Berkaitan dengan penanggalan cerita ini (100 tahun lalu), Michael Cork dalam A Brief History of the Human Race (2005) menyatakan "Telah jelas bahwa pada zaman dahulu terdapat bangsa Negrito yang mendiami gua-gua di Taiwan hingga abad ke-19," yang mungkin merupakan "sisa-sisa dari migrasi manusia modern paling awal yang menyusuri pantai dari Asia Tenggara." Apakah Cook mendasari pernyataanya dari sebuah sumber di luar legenda tidak penulis ketahui, namun hal tersebut tidak tampak sebagai bagian dari kajian antropologi fisik. Banyak pengamat dari Eropa menduga bahwa suku-suku Negrito tetap bertahan di wilayah perbukitan di Taiwan, namun penyelidikan mereka gagal menemukan sesuatu yang pasti.

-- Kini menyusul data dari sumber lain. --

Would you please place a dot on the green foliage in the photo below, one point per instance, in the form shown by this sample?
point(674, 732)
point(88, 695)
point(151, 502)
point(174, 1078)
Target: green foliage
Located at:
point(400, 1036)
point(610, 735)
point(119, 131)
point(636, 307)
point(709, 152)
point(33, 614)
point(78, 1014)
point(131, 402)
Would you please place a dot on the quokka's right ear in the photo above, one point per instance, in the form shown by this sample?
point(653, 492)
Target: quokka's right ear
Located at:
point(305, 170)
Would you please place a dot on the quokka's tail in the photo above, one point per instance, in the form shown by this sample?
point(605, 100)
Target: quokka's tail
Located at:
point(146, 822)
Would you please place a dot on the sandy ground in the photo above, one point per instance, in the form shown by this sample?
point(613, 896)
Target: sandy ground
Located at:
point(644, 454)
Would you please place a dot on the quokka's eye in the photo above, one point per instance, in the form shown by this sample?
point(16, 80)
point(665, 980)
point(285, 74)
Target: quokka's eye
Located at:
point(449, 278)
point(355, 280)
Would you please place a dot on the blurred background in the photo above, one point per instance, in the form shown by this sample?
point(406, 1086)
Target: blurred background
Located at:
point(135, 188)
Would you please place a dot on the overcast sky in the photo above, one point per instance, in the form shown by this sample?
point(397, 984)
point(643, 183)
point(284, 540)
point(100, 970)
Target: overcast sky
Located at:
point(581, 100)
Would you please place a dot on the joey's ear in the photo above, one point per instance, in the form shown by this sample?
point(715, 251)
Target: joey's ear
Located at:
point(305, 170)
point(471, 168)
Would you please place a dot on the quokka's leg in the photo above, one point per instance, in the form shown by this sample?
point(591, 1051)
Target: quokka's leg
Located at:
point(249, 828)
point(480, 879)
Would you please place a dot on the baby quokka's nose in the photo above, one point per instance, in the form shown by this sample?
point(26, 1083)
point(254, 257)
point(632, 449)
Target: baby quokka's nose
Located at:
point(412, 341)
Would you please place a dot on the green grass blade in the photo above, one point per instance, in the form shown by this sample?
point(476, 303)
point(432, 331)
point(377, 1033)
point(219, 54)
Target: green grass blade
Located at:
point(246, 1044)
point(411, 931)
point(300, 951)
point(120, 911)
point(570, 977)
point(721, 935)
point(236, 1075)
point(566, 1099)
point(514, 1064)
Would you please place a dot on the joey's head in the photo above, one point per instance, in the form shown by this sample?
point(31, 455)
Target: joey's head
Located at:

Suku Saisiyat menjaga janjinya dan telah melaksanakan ritual memperingati "Orang Hitam Pendek" setiap tahun, meskipun mereka jarang melaksanakannya pada masa kolonial Jepang (1895-1945). Kini ritual tersebut dilaksanakan setiap dua tahun pada bulan penuh bulan ke-10 pada kalender bulan, dengan festival besar sekali dalam sepuluh tahun. Pada waktu tersebut, Suku Saisiyat dilarang berperang dan mereka berkumpul di tanah leluhur mereka di pegunungan Hsinchu dan Miaoli.
Bangsa Pigmi dari Asia?
Cerita yang lebih baru dari Reuters menceritakan kisah yang nyaris sama -apabila faktanya lain- yang menyarankan bahwa kematian "Orang Hitam Pendek" tersebut terjadi pada masa yang lebih tua, yaitu sekitar "1000 hingga 2000 tahun yang lalu". Berikut cuplikan yang cukup menarik:
Badan Urusan Aborigin Taiwan diam-diam mengakui adanya suku berkulit hitam, yang dinamakan "Suku Orang Pendek". Beberapa sarjana menyebutkan, kira-kira terdapat 90.000 orang dari suku ini yang pernah hidup di Taiwan.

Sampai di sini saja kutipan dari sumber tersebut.